Today’s EU summit in Brussels focused on growth rather than austerity, with Prime Minister Hell Thorning-Schmidt of Denmark commenting that it was the first ‘non-crisis’ summit in a very long time. President Herman Van Rompuy spoke of how budget deficits are only means to an end, and that economic growth is the primary aim: “The restoration of confidence in the future of the Eurozone will lead to economic growth. This is our ultimate objective.” However European leaders are alert to the dangers of overreacting to positive news and will be wary of the economic downturn that followed Greece’s first aid package.
Following the talks the European Council released a statement detailing this morning’s agreements.
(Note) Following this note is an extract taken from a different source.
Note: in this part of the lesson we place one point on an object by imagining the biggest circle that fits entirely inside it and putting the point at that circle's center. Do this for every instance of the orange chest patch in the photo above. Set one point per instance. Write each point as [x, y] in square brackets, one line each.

The vowed to focus on promoting growth within the new 3% deficit rule. They promised to collect more tax, collectively by improving the efficiency of the tax system across Europe. They agreed to reduce red tape in businesses to make it easier to hire people, in order to increase overall employment to 75% in the EU by 2020. They hope to strengthen the single market by removing trade barriers, and seek to turn Europe into a league table, where a transparent scoreboard will rank each nation’s progress – this will supposedly quicken reform through ‘peer pressure’. Banks and credit ratings will be reformed; innovation, research and business lending will be largely encouraged.
David Cameron has claimed full responsibility for these growth-orientated developments, he complained on Thursday that Europe wasn’t listening to him, but insisted today that: “The communiqué has been fundamentally rewritten in line with our demands. Our letter really did become the agenda for the European Council.” His view that he had converted the rest of the EU leaders to his free market vision of deregulated and liberalising services was dismissed as “nonsense” by other European officials.
Euro Currency News
German Retail sales fell by -1.6% in January, UK Construction PMI grew by 2.9 points to 54.3 and European Price Index marked inflationary levels at 3.7%.
The Pound to Euro Exchange Rate has rallied back to the comfort of 1.2 on today’s ecostats. GBP/EUR currently trades at 1.2006 as of 15:07 GMT.